The mesa rim was close above him now. The first wave of the Krinn went over it. There were more whiplash noises, and screams mingled with the war cries. Kettrick hauled himself over the edge, lying as flat as he could, and a dead Krinn gave him shelter.

The men who had fired from the edge had now withdrawn toward a structure erected on the flat top of the mesa. It was a moment before Kettrick's sun-dazzled eyes could distinguish its outline, even though he knew what it had to be. Then he understood why the lifeboat had been able to pass over it repeatedly at a low altitude without seeing it until the actual firing of the missile gave it away.

The top of the mesa was black with the old lava that gave it its name. The launcher was all black, the entire assembly, even the missiles in the slotted track of the loader. Everything was black, with no single glint of bright metal, and overhead a black camouflage net covered the whole assembly except for the firing tube, so that not even a too-regular or too-solid mass of blackness should reveal its outline.

Beyond the launcher, at a distance dictated by the force of its landing jets, a lifeboat stood erect on its tripod gear.
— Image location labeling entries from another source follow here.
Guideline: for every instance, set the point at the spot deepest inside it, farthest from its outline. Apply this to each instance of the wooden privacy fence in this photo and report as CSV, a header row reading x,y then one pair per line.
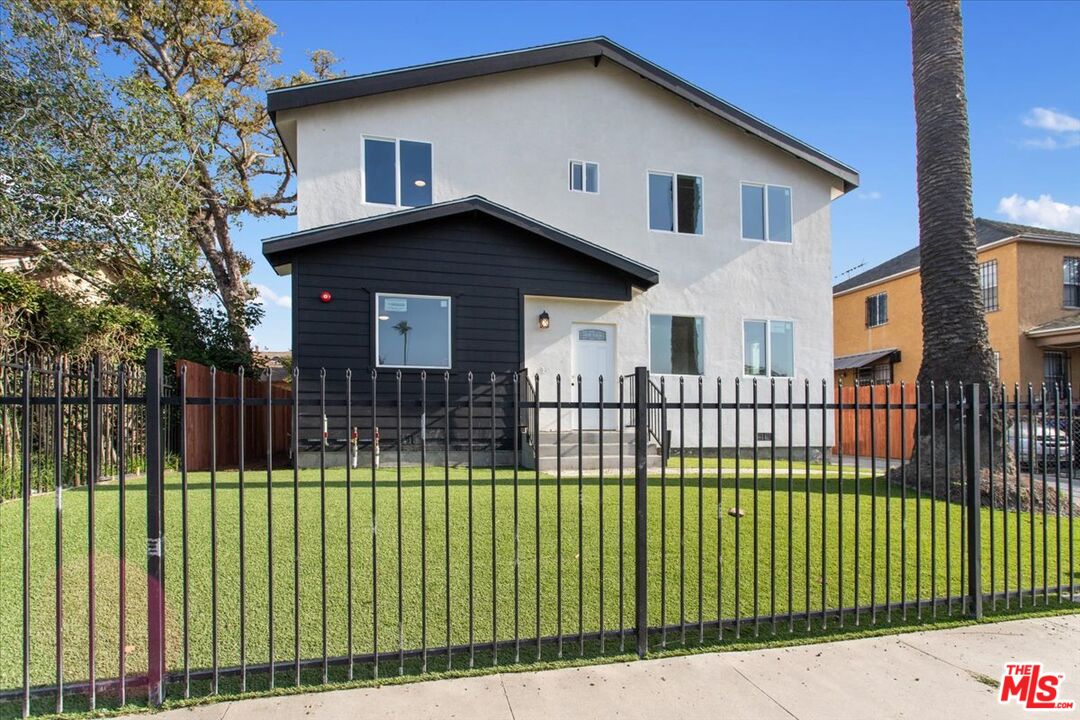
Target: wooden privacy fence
x,y
872,424
226,386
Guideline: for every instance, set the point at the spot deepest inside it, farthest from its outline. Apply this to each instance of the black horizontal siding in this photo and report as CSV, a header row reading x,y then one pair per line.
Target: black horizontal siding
x,y
485,266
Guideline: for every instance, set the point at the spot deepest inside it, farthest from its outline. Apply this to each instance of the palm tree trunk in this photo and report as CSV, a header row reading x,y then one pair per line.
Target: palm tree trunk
x,y
955,344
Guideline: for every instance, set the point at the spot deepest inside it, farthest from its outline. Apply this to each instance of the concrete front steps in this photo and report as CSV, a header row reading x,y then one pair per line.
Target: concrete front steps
x,y
565,446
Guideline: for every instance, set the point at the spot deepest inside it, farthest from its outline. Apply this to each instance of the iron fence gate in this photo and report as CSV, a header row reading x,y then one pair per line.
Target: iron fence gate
x,y
446,520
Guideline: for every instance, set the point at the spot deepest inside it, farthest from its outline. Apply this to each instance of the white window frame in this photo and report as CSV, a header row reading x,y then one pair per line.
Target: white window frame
x,y
449,329
674,176
584,182
397,170
872,297
768,348
704,342
765,208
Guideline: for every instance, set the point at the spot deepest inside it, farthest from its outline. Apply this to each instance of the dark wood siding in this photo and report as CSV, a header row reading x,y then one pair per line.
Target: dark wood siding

At first Kettrick thought it must be the one from the cruiser, but then he saw the difference in its size and shape and knew that it was from Silverwing, and that the vanishing of the yacht in jump had been only a deceptive maneuver. And now he was quite sure what had happened to the cruiser's boat.

The seven surviving men formed a wall between the attackers and the launcher. Behind them the carrier track of the loading mechanism moved with a heavy, measured clicking sound as inexorable as the ticking of a clock, bearing another missile toward the tube. In front of them, far in front, the first wave of Krinn lay dead or dying, the few survivors dropping back desperately over the edge.

The body that was giving Kettrick a little shelter was the body of Ghnak. The necklace of heart-stones burned and shimmered about the neck. Otherwise Kettrick would not have known. But the Krinn knew, and the men of Ghnak's tribe were wavering. Kettrick reached to unloose the collar.

Beside him Chai gave a sudden whimpering cry, and then she was gone.

He saw her running, stooped low and running like the wind. The Krinn who saw her cried out in astonishment and surged forward over the edge, and perhaps that distracted the man for a second or two, or perhaps it was simply the shock of seeing her there alive and rushing toward him like a gray vengeance. She was already in midspring when he fired. She screamed, a high, terrible cry, but her clawed hands, outstretched, did not waver. They struck down, and the man fell beneath her and was hidden by her body.

Kettrick yelled, as hoarse and wild a cry as any animal might make. He stood up with the necklace of heartstones in his hand and held them up like a banner and rushed forward, firing, too wild with hate and grief to think of death. There were other weapons firing beside him. He saw two of the men fall, and then the others wavered and the Krinn rolled over them like a wave.

Kettrick did not see the very last of it. He was holding Chai in his arms. She said, "Not kill, Johnn-ee." She had not. Seri still lived, though her claws had torn him cruelly. She moved her head against Kettrick's shoulder, the old affectionate thrust, and started to say his name, and never finished it.

The launcher still had two missiles in its carrier track, one of them only six minutes from firing, when Boker and Glevan shut off the power supply and stopped the steady clicking march of the Doomstar.